"Yes, we are in talks," said a Deutsche Bank spokesperson. But it is too early tell the extent of the partnership, he said. "We will either work together or go on separately."
Initial bidding for the cable operation closes today with Deutsche Bank an early favorite. But the process will likely drag on longer, said the spokesperson. "It's a very early phase of bidding. It won't be decided within the next week."
Microsoft's role is unclear, and Deutsche Bank would not elaborate. A Microsoft representative would not comment on the report.
If Microsoft takes a stake in the cable operation, it would be the latest in a string of similar investments. Earlier this week, Microsoft said it will invest $126 million in Brazilian cable TV operator Globo Cabo as part of a plan to expand high-speed Internet services. In May, Microsoft invested $5 billion in AT&T with an eye toward AT&T's MediaOne cable operation. And last year, Microsoft invested $1 billion in Comcast, then the fourth-largest cable company in the United States.

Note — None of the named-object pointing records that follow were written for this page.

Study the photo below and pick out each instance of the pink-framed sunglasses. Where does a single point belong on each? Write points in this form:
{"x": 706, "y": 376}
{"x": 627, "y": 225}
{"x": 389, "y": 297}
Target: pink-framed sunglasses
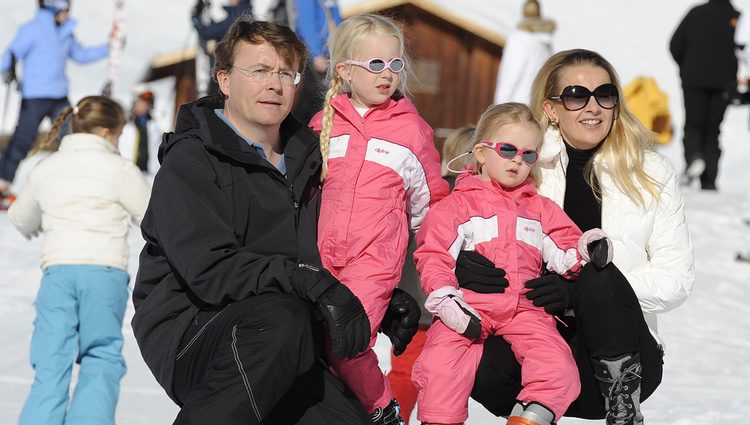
{"x": 378, "y": 65}
{"x": 509, "y": 151}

Deutsche Telekom, Europe's largest phone company, decided to dump its cable operations due to antitrust issues and the resources needed to upgrade the network for Internet and telecommunications use.
Nine cable units are up for grabs with a reported 18 million subscribers. The investment bank of NM Rothschild & Sons is handling the sale, which is scheduled to conclude in September or October.
Initially, Deutsche Telekom planned to keep a 25 percent in the cable operation, but now is looking to unload everything.
Deutsche Telekom's price target for the cable properties is $16.5 billion, according to German news agencies, but other sources reported the cable unit's value could be $30 billion or more.